Making matters infinitely worse, Forbes writers Bernard Condon and Nathan Vondi report, was a 2005 interest rate swap approved by then Harvard President Lawrence Summers, now ominously chairing the White House's National Economic Council. The deal essentially converted $3.7 billion worth of variable rate derivatives into fixed rate investments, at what then looked like beneficial interest rates. But when the markets started plunging, so did interest rates, turning the interest bets into massive liabilities, in a fast-constricting credit market. With no other means of meeting its exploding debt obligations, the university started its $6 billion-and-counting binge of bond issues, at 6-plus percentage rates-hardly the optimal way to meet a crisis in fund liquidity.
One bad Harvard investment, in a hedge fund run by a former Harvard Co. manager named Jeffrey Larson, posted a $350 million loss in 2007-a full year ahead of the investment-house collapse on Wall Street.
Larson himself, however, booked a neat $17.3 million in fees on the debacle. Similar equity deals have elegantly handcuffed the fund from unloading its bad paper, as debt obligations keep coming due. The university is facing "billions in capital calls" for the tanking equity partnerships, Forbes' Vondi and Condon write, but the school can't dump the alliances "because no one wants to buy them. Private equity stakes like Harvard's are selling at 40% to 60 % discounts in various markets. 'Endowments will be shocked at the valuations of their [private equity] portfolios,' said Stewart Massey, an endowment consultant at Massey Quick. 'It's going to be an absolute bloodbath.'"
But really, why dally with hedge-fund bloodbaths when you can savor the news that student athletic clubs, such as the Taekwando association and the Harvard Dance Team, are now sharing odd-couple accommodations because the Malkin Athletic Center has reduced its hours?
Or why bother reporting that the top five managers at Harvard Co. managed to rake in between $3.9 and $6.4 million apiece in bonus compensation during fiscal 2008, even as their debt-leveraged portfolio was poised to devour the school's operating capital?

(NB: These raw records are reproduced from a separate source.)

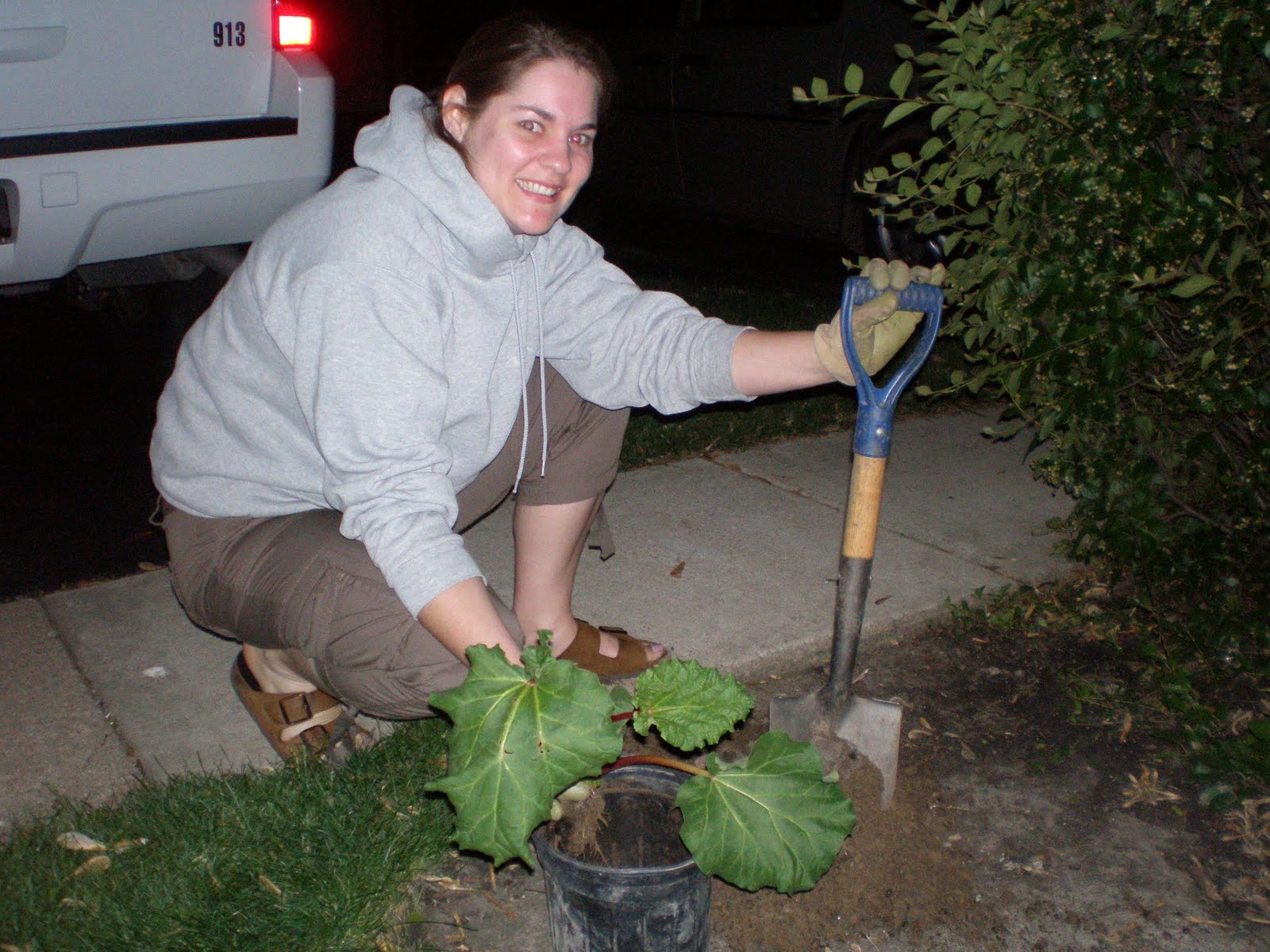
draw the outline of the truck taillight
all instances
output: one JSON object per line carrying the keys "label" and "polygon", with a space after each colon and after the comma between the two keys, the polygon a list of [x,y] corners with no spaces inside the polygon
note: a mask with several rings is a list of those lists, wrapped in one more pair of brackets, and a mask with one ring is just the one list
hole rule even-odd
{"label": "truck taillight", "polygon": [[314,19],[274,4],[274,39],[278,50],[298,50],[314,44]]}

Because, after all, faculty gatherings no longer can spring for complimentary cookies. It's all so very wacky-the rush to crimp the perks of the nation's knowledge elite! Though, you know, such set pieces are nowhere near as wacky as the realization that the fortunes of the most fabled American university have been effectively hijacked by boiler-room style hedge fund managers. Or that the school's endowment is in freefall largely thanks to the ruinous-dare one say girlish?–miscalculations of a former Harvard president best known for deriding the math abilities of the fairer sex. Nor can the ironies Goodnough lovingly catalogs ever hope to measure up to the inevitable day when Harvard endows a communications chair in the honor of New York Times publisher Carlos Slim Helú.